Nonetheless, N’s kitchen was huge by today’s standards. But amazingly it had no counters or cabinets. It had a metal topped work table in the corner where stood the ever faithful Mix Master standing mixer. There was a large Formica (red) topped table with six chairs in the middle of the room. Under the window was a gas stove. The top of the tall casement style window had a huge industrial strength fan. No hood, no microwave, no food processor. A big white refrigerator stood in the corner to the left of the stove.
The sink was in a cabinet type stand with the sides of the sink being the same porcelain coated cast iron as the sink. The sides were slanted toward the sink so everything drained in to the sink. There was no dishwasher (unless you count me and Pearlie Mae) or garbage disposal. The small hanging cabinet over the sink was for drinking glasses and the there was a drawer for everyday flatware and a under the sink cabinet with cleaners etc.

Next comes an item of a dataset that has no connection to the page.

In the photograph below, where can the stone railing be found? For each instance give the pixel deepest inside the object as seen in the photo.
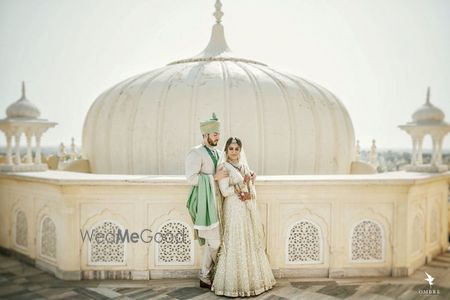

Everyday dishes (and cookies and gum) were kept in a free standing old fashioned pie safe. Mixing bowls and extra platters were on the bottom shelves. Bread, crackers and coffee cups were on the top shelf.
N saved everything. Plastic bread wrappers, aluminum foil, paper bags, string, rubber bands and jars. There was a small multiple hook wall rack next to the sink - for dish towels but it always had a bread wrapper or washed aluminum foil hanging there to dry.

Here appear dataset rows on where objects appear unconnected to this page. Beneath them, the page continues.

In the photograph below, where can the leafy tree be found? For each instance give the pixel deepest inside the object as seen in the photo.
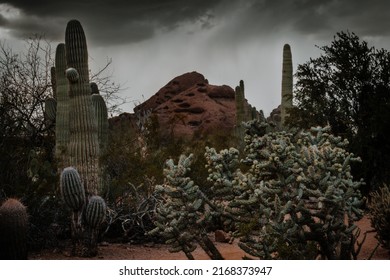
(348, 88)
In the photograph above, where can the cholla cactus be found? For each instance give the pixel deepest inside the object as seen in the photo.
(298, 199)
(183, 217)
(13, 230)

All the food was kept in one of two pantries. One was in the corner under the stairs with a full length red gingham curtain for a door. In there you could find spices, tonics, baking chocolate, flour, sugar, lard, oil, shortening and flavorings. The other was in the opposite corner and was an actual room with a window that served as a pantry and laundry room. In there you could find store bought canned goods and a plethora of homemade jarred canned goods. Fig preserves from the tree in the back yard, Lady Baltimore Relish, pickles, chutneys, tomatoes, green tomato relish and different kinds of berried jellies and preserves.
N’s kitchen had no granite, travertine, stainless appliances, fancy lighting, trash compactor, espresso machine, ice makers (just aluminum ice trays with the lever to you had to pull to crack the ice), bottled, filtered chilled water dispenser And no designer cabinets.
Everything served at her table whether breakfast or supper in the kitchen or dinner in the large dining room was homemade. No microwave popcorn or pizza, no store prepared entree, no instant oatmeal, no instant tea (sacrilege in the South) no lemonade mix and certainly no refrigerator pie crusts or cake mixes. Everything was made from fresh ingredients and everything took time.
She baked cakes every Monday. OMG did she bake the most marvelous cakes. She would begin creaming the butter and sugar the night before letting the Mix Master run on its lowest speed all night. She made mayonnaise as needed again letting the oil and eggs emulsify overnight in the work horse Mix Master.
Her food was wonderful. It wasn’t Cordon Bleu (Although her Charlotte Russe might qualify) but it was certainly wonderful home cooking. Her Black Fruitcake (don’t wrinkle your nose and say yuck) was made this time of year, stored in a dark sideboard wrapped in cheesecloth and “basted” with bourbon every week until the Holidays. Even the most fruitcake avoiding person would like this.
N taught me to love food. Not just eating but the menu planning, the preparing, the enjoyment of watching someone enjoy a meal you have prepared and the insistence that no one ever leave your table hungry.
Maybe that is why my kids have always eaten dinner at the table. Or the most important discussions in the world happen in the kitchen. Or the dining room table is the spot of most family meetings. Or why I don’t have a food processor. To this day I use a spatula from N’s kitchen along with a machete she had for cutting rhubarb and watermelon down to size. I have her hand cranked eat beater hanging on my wall and I can whisk custard with the best of them. And yes I have Mix Master too.
Maybe we don’t need two hundred feet of granite countertops or cherry cabinets. Maybe we just need the love of providing our families with good food. Fresh, healthy, homemade.